La reine Elisabeth de Belgique à sa descente d'avion, de retour de Moscou, en 1956. © PHOTO NEWS

Avril 58: le voyage d’Elisabeth de Belgique à Moscou, en plein guerre froide

Olivier Rogeau
Olivier Rogeau Journaliste au Vif

Avant le prince Laurent, un autre « électron libre » de la famille royale a irrité et embarrassé le gouvernement belge : la reine mère Elisabeth qui, en pleine guerre froide, se rend dans le bloc de l’Est et en Chine et manifeste sa sympathie pour ces régimes communistes.

Avril 1958. La reine (grand-)mère Elisabeth, alors âgée de 82 ans, se rend à Moscou à bord d’un appareil de la compagnie Aeroflot. Elle s’y fait photographier, devant un buste de Lénine, en compagnie de son vieil ami le maréchal Vorochilov. Cette année-là, le président du présidium du Soviet suprême viendra en personne honorer l’Expo universelle de Bruxelles.
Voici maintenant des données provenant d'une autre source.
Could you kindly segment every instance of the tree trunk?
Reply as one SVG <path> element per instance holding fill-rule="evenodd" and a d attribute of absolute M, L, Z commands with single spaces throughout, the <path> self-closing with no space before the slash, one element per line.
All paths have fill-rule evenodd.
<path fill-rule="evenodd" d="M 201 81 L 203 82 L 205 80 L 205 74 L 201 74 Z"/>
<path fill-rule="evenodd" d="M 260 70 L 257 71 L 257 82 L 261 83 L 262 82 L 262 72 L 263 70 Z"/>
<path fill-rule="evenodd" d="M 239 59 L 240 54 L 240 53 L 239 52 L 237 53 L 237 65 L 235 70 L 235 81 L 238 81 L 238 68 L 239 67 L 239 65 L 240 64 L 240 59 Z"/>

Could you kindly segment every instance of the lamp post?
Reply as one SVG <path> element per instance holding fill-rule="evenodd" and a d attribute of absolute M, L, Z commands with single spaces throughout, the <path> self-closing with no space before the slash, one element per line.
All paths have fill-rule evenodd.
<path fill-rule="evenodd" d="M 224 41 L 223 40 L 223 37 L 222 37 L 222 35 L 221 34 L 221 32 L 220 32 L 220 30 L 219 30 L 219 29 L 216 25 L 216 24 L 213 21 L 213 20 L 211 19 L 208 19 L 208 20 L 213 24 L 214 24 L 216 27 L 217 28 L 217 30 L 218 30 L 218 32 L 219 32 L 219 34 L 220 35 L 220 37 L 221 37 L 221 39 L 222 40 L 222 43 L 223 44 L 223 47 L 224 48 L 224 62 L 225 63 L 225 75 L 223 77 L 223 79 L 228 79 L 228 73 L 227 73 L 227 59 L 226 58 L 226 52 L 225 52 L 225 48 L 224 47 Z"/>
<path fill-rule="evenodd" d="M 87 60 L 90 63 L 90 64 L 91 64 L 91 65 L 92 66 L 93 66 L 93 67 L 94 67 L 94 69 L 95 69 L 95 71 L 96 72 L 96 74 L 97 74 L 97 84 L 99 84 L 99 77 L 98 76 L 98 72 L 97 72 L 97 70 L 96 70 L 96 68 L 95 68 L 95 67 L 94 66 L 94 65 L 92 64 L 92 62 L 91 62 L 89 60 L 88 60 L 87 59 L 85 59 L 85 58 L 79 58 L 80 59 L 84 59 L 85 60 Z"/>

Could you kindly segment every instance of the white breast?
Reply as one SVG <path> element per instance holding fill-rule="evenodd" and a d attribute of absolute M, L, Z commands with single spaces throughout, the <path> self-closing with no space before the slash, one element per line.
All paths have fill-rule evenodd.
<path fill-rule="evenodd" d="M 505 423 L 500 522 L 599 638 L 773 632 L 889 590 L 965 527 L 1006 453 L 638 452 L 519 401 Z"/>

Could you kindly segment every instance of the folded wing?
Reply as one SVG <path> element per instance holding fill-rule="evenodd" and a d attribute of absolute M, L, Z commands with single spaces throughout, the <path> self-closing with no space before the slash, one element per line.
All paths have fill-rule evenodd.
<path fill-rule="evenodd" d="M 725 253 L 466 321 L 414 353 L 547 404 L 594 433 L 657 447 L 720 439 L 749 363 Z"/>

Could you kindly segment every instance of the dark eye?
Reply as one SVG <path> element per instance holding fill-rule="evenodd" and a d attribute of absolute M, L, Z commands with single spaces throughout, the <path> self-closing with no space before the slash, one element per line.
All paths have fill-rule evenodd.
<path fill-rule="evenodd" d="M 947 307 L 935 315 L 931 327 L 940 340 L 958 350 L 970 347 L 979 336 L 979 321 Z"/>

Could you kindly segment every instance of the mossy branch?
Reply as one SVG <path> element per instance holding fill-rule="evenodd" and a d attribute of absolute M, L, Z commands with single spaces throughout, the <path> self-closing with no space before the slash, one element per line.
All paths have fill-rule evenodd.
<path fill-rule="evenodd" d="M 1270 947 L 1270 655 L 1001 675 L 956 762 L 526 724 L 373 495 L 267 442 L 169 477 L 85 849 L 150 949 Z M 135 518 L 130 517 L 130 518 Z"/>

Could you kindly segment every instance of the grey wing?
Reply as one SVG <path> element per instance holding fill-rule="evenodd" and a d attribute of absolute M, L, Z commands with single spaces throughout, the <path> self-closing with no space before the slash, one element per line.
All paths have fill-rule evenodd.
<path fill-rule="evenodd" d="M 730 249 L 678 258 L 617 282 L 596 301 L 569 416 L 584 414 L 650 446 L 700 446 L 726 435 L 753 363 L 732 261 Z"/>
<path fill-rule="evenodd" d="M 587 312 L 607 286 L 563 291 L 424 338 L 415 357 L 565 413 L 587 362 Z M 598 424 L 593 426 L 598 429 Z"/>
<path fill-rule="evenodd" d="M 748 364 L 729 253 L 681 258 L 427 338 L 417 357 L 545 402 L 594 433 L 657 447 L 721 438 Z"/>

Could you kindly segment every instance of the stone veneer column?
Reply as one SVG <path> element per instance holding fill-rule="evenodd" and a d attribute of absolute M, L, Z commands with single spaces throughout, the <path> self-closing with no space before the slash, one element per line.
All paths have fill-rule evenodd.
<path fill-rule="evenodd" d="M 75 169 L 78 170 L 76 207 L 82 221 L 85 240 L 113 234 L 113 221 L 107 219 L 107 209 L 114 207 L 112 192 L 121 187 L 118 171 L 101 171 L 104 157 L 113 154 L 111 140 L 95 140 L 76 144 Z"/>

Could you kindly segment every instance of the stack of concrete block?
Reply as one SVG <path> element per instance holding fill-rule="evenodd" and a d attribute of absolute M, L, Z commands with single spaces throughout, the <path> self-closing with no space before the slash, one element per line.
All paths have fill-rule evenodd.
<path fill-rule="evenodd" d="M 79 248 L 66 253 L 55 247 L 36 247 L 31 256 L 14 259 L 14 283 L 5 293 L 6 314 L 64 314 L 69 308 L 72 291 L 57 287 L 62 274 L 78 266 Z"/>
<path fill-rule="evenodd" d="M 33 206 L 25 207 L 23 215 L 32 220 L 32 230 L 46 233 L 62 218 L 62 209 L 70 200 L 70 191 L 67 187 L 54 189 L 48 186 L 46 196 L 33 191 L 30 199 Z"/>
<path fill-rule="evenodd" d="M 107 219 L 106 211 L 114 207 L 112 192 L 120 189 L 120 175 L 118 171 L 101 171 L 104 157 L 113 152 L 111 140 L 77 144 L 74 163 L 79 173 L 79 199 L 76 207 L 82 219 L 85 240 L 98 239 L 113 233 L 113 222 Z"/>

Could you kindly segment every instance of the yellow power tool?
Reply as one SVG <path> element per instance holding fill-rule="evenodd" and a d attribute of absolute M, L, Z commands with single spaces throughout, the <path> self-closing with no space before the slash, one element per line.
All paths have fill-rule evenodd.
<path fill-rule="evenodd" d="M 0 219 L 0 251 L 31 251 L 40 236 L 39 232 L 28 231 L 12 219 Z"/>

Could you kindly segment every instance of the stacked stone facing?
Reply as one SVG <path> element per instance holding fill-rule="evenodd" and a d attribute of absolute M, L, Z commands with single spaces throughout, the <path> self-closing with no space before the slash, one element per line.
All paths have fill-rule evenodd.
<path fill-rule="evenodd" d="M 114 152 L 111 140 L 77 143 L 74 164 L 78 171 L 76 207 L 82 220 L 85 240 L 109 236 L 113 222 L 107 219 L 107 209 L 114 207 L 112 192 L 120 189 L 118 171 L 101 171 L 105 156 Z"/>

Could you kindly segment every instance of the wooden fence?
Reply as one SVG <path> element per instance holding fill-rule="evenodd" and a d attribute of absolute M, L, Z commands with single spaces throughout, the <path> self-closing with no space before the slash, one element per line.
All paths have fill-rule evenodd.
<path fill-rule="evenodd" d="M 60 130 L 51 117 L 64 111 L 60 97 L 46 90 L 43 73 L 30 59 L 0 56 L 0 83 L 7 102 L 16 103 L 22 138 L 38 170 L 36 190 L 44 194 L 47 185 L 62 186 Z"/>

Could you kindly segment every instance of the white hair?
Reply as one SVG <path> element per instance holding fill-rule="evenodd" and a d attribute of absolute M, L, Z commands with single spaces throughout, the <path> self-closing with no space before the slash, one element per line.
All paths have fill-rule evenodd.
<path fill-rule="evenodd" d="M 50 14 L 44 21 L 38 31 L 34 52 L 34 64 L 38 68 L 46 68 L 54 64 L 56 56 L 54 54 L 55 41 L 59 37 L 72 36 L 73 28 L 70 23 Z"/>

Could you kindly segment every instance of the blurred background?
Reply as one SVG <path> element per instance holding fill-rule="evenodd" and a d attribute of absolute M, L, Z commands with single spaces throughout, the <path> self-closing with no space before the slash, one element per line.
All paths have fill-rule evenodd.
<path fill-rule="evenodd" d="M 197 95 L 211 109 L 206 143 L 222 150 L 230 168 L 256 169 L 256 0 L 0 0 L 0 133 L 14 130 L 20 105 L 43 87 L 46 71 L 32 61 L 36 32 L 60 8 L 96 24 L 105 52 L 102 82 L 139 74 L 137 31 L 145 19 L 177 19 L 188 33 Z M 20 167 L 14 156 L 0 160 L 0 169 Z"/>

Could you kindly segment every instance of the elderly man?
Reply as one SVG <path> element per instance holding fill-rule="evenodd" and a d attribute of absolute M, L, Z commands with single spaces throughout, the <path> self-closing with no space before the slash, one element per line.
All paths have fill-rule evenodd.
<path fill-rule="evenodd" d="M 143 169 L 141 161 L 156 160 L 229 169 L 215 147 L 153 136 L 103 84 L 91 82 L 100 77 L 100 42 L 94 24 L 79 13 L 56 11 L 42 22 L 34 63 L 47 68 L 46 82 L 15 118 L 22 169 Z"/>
Jusqu’à la fin de sa vie, la veuve d’Albert Ier et grand-mère du roi Baudouin manifestera publiquement sa sympathie à l’égard des régimes communistes, au point d’être surnommée par la presse  » la Reine rouge « . Dans son journal intime, retrouvé récemment dans les archives royales, elle écrit noir sur blanc :  » Je suis depuis longtemps communiste. […] Tout, tout, tout sera détruit en Europe, pourvu que le nouvel esprit sorte des cendres, le communisme purifié !  »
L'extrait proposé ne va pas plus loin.